There may be no hotel more famous for this than Starwood’s Aloft, which debuted on Second Life in October 2006, well before its scheduled May 2008 unveiling. The company invited Second Lifers to events at the virtual hotel, solicited feedback and made changes in the real-life prototype based on hundreds of suggestions, including color scheme and bathroom accessories.
Starwood now plans to give its Second Life real estate to a good cause and return in a new space after the first hotels actually open.
“I think when we get back into Second Life, we’ll have a good fan base,” who will be eager to give the real thing a try, says Brian McGuinness, Starwood’s vice president of Aloft hotels. “I believe we’ll get them as lifelong customers.”
In a survey this year, Yahoo Travel found that 61 percent of people now go online for vacation recommendations, says Fiona Lake Waslander, the company’s director of product management. “Travel 1.0, when travel planning moved online, was really all about prices,” Waslander says. “No longer are you looking for a hotel just based on a price, but you’re looking at user reviews and user ratings and photos.”
In addition to its primary social media product, Trip Planner, Yahoo recently added Yahoo Messenger Flight Planner, which allows users to research and book flights collaboratively.
Those services are just a few examples of how travel marketers are responding to consumers’ desire for new social applications. SideStep’s Trips was one of the original applications to launch on Facebook Platform in May. The application lets users invite friends on a trip, search friends’ travel plans, and see trips friends are taking as they happen in real time.
SideStep jumped at the chance to work with Facebook. A social network devoted to travel is certainly finely targeted, but not as active — people don’t update their travel plans every day of the year, says Sam Shank, vice president of SideStep.
“If you can layer [your application] on top of a social graph that is existing and you’re updating for a variety of reasons, that is powerful,” Shank says. “What we end up with is an application that really mirrors how people plan trips.”
Aligning a niche network with a general one can make both more appealing for brands, since travel networks make room for input of detailed, well-organized information that a general network may not.
That extreme targeting of travel social networks benefits marketers, says Peter Germonpre, founder of CityTherapy, a niche social networking site for people who like to explore European cities. The site launched in June; Germonpre hopes to have 150,000 members by the end of the year.
For example, he says the Eurostar train service might be interested in knowing which members plan to travel from London to Paris.

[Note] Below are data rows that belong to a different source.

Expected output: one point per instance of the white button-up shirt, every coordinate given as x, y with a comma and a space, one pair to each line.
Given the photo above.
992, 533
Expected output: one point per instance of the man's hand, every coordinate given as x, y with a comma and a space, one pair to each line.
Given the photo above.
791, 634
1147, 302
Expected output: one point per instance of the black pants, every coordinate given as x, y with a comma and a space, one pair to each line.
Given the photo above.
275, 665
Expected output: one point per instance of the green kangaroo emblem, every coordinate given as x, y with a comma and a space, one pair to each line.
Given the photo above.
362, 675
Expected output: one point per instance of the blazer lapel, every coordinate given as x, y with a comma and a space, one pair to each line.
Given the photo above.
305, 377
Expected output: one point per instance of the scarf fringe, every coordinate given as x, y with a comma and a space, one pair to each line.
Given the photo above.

“These guys are looking for a whole bunch of partnerships to get their message across to take the train rather than the flight,” Germonpre says. “We go to them and say we know which people are traveling from this point to that point, and we know that they’re still looking into how they arrange transport.”
Airlines haven’t been as successful as other travel marketers in the social networking space, perhaps because they haven’t prioritized it amid financial pressures, Bhargava says.
One airline, KLM Royal Dutch, has launched its own social networks — Club Africa, Club China, and the Flying Blue Golf Club — for business travelers. The networks cater to a lucrative sector of the airlines’ base, and offer extra value to business travelers, who want to connect and network (in the traditional sense of the word) while traveling.
Bhargava applauds the move, but he wants to see even more improvement in travel social networking sites. “A big thing that’s missing in the travel industry world online is the community sites that we’re talking about are very separate from the booking sites, and if someone was smart, they would try to put those closer together.”
When it comes to ensuring a great travel experience, consumers will continue to seek advice from each other, both from sites like TripAdvisor, which boasts 10 million traveler reviews, and in more intimate ways, like SideStep’s collaboration with Facebook. Those are the recommendations which may ultimately wield the most power.
“At the end of the day, you don’t need to read 100 reviews,” says SideStep’s Shank. “You need to read one review from your best friend.”